Things emit streams over various channels… wi-fi, cellular, bluetooth, zigbee networks, etc. These channels may be public or private. For example the things in your home are likely on your private wi-fi network, allowing only you and other members of your household to control lights, temperature and various appliances. You may also have various bluetooth devices that are privately paired to a personal device. However your neighborhood may contain things that emit streams on public channels. Examples are air quality information, public transit schedules and alternate routes, available real estate, etc.
Streams are simply structures of data. They do not present data. This separation of data, presentation and control enables various applications to present the same stream. For example if you have a wi-fi scale, a bluetooth heart rate monitor and pedometer, a single application could consume steams from all 3 devices. This is counter to the current popular model in which each device has it’s own dedicated interface. This doesn’t mean that makers of things have to stop creating user interfaces for those things, but that any number of developers can create applications based on streams. In fact having this level of separation could help provide better user experiences by allowing the user to find an interface that best visualizes the data, has the most intuitive controls, is best presented in their native language or that otherwise combines data that was previously available from a single application or service.
While the underlying structures such a motor control system or the design of a sensor may be proprietary, the structure of the stream needs to be open and standardized. The stream may be on a private channel, but all light control streams should be the same, all heart-rate sensor streams should be the same, etc. It sounds impossible to create such a coordinated effort, but there are signs of convergence. For example the Bluetooth Low Energy protocol has standardized ‘streams’ for various health and fitness sensors. You can now print from a mobile device without having the printer drivers installed, you can stream audio and video… see streams are not actually new. We just need more of them and we need to keep them open and standardized.
Interface ideas:
Context UI
The context UI is sensitive to streams. It both consumes relevant streams as well as emits various control streams. For example within your home the context UI reveals information and control for things in your home such as lights, appliances, health and fitness equipment, data from your plants, etc. During your commute it consumes streams from transportation vehicles, points of interest, deals in relation to the shopping list stream you chose to publish, etc. Overall the UI display enables the user to discover nearby services and take action on items of interest.
Notifications UI
The notifications UI functions much like it does today, but also includes notifications in response to stream-based services the user has subscribed to. These are services that the user has expressed enough interest in to be interrupted of anything else he/she may be doing.
Universal Search UI
The universal search UI enables the user to conduct standard searches as well as search for streams.

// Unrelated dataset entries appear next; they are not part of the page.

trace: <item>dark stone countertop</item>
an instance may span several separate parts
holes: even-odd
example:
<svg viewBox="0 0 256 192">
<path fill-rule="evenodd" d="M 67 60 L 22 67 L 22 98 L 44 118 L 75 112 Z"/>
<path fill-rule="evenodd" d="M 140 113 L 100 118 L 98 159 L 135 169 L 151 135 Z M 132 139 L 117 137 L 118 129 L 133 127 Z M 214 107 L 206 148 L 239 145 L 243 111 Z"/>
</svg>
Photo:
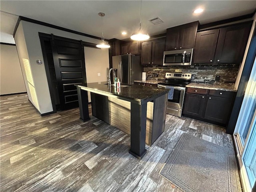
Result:
<svg viewBox="0 0 256 192">
<path fill-rule="evenodd" d="M 168 89 L 133 84 L 118 88 L 111 86 L 110 89 L 108 85 L 105 84 L 107 83 L 107 82 L 103 82 L 75 85 L 88 91 L 139 104 L 152 101 L 168 93 L 169 90 Z"/>
<path fill-rule="evenodd" d="M 232 83 L 219 83 L 207 84 L 204 83 L 190 83 L 186 87 L 198 88 L 200 89 L 211 89 L 220 91 L 233 91 L 236 92 L 237 90 L 234 88 L 234 84 Z"/>
<path fill-rule="evenodd" d="M 138 80 L 134 80 L 134 82 L 150 83 L 151 84 L 158 84 L 163 81 L 164 81 L 164 80 L 157 80 L 156 79 L 149 79 L 148 80 L 142 80 L 141 79 L 139 79 Z"/>
</svg>

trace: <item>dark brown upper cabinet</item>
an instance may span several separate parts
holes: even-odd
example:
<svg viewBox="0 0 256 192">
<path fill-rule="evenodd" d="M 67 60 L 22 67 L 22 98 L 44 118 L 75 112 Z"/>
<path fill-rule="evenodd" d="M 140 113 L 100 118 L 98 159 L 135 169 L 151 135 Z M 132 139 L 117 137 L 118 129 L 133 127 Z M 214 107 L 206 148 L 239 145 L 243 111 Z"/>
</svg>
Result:
<svg viewBox="0 0 256 192">
<path fill-rule="evenodd" d="M 198 32 L 194 50 L 194 63 L 213 63 L 220 29 Z"/>
<path fill-rule="evenodd" d="M 150 65 L 151 63 L 152 42 L 144 42 L 141 44 L 141 64 Z"/>
<path fill-rule="evenodd" d="M 215 62 L 239 63 L 242 62 L 251 27 L 250 22 L 220 29 Z"/>
<path fill-rule="evenodd" d="M 121 45 L 121 54 L 139 54 L 139 42 L 132 41 Z"/>
<path fill-rule="evenodd" d="M 194 63 L 240 63 L 251 26 L 246 22 L 198 32 Z"/>
<path fill-rule="evenodd" d="M 165 38 L 160 38 L 142 44 L 141 64 L 162 65 Z"/>
<path fill-rule="evenodd" d="M 110 56 L 120 55 L 120 44 L 121 41 L 117 39 L 112 39 L 108 41 L 110 46 L 109 48 Z"/>
<path fill-rule="evenodd" d="M 194 48 L 199 23 L 197 21 L 167 29 L 165 50 Z"/>
</svg>

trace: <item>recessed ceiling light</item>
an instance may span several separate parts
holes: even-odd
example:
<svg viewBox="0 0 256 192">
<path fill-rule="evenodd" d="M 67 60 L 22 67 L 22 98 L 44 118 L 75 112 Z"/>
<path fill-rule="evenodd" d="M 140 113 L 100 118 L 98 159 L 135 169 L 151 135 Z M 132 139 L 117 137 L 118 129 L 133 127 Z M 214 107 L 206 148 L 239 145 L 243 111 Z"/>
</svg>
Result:
<svg viewBox="0 0 256 192">
<path fill-rule="evenodd" d="M 193 12 L 194 13 L 202 13 L 203 11 L 204 11 L 204 10 L 203 9 L 201 8 L 199 8 L 194 11 Z"/>
</svg>

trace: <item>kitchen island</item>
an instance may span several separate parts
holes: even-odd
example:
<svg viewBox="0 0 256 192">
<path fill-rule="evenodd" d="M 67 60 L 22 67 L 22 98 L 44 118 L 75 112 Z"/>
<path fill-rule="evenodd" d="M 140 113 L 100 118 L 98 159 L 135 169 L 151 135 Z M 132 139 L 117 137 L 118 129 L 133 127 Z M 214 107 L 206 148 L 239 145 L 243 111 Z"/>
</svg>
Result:
<svg viewBox="0 0 256 192">
<path fill-rule="evenodd" d="M 89 91 L 92 115 L 130 133 L 129 153 L 136 158 L 140 159 L 146 152 L 146 129 L 150 144 L 163 132 L 168 89 L 137 85 L 121 85 L 121 87 L 117 88 L 109 86 L 106 82 L 76 86 L 80 120 L 84 122 L 90 119 L 87 92 Z M 130 129 L 122 130 L 120 125 L 125 127 L 125 124 Z"/>
</svg>

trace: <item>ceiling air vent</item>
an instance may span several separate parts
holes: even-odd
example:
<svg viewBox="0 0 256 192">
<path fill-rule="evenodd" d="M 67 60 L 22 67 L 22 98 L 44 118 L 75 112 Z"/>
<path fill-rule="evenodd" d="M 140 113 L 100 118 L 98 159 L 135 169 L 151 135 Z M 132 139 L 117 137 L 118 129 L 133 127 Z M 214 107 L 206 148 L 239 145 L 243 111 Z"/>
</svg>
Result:
<svg viewBox="0 0 256 192">
<path fill-rule="evenodd" d="M 157 25 L 157 24 L 159 24 L 160 23 L 162 23 L 164 22 L 162 20 L 158 17 L 155 17 L 154 18 L 153 18 L 151 19 L 150 19 L 148 20 L 150 22 L 151 22 L 154 25 Z"/>
</svg>

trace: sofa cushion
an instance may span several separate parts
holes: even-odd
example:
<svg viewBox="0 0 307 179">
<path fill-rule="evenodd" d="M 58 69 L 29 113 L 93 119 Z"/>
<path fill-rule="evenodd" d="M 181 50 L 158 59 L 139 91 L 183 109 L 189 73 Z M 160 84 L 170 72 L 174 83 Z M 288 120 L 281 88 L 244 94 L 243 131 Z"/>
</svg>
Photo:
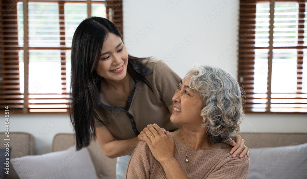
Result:
<svg viewBox="0 0 307 179">
<path fill-rule="evenodd" d="M 307 143 L 250 149 L 247 179 L 307 178 Z"/>
<path fill-rule="evenodd" d="M 2 141 L 6 141 L 4 139 L 10 139 L 6 141 L 9 142 L 10 147 L 12 148 L 10 158 L 35 154 L 35 144 L 37 140 L 32 134 L 26 132 L 10 132 L 9 136 L 8 138 L 3 135 L 1 139 Z M 5 143 L 0 142 L 0 147 L 6 147 Z M 7 179 L 19 179 L 11 163 L 10 165 L 10 174 L 7 176 Z"/>
<path fill-rule="evenodd" d="M 87 149 L 75 148 L 12 158 L 11 162 L 21 179 L 96 178 Z"/>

There are various ways to search for streams, including image-based search in which capturing a thing will gain access to it’s stream if the stream is available on a public channel or the user otherwise has access to it. For example you could reveal an interface to item in a window display by looking at it through your camera interface… and even purchase the item or manipulate it in some way if it’s controllable. A text or voice search for environmental data could connect your device directly to sensors or to an aggregated feed from a variety of sensors.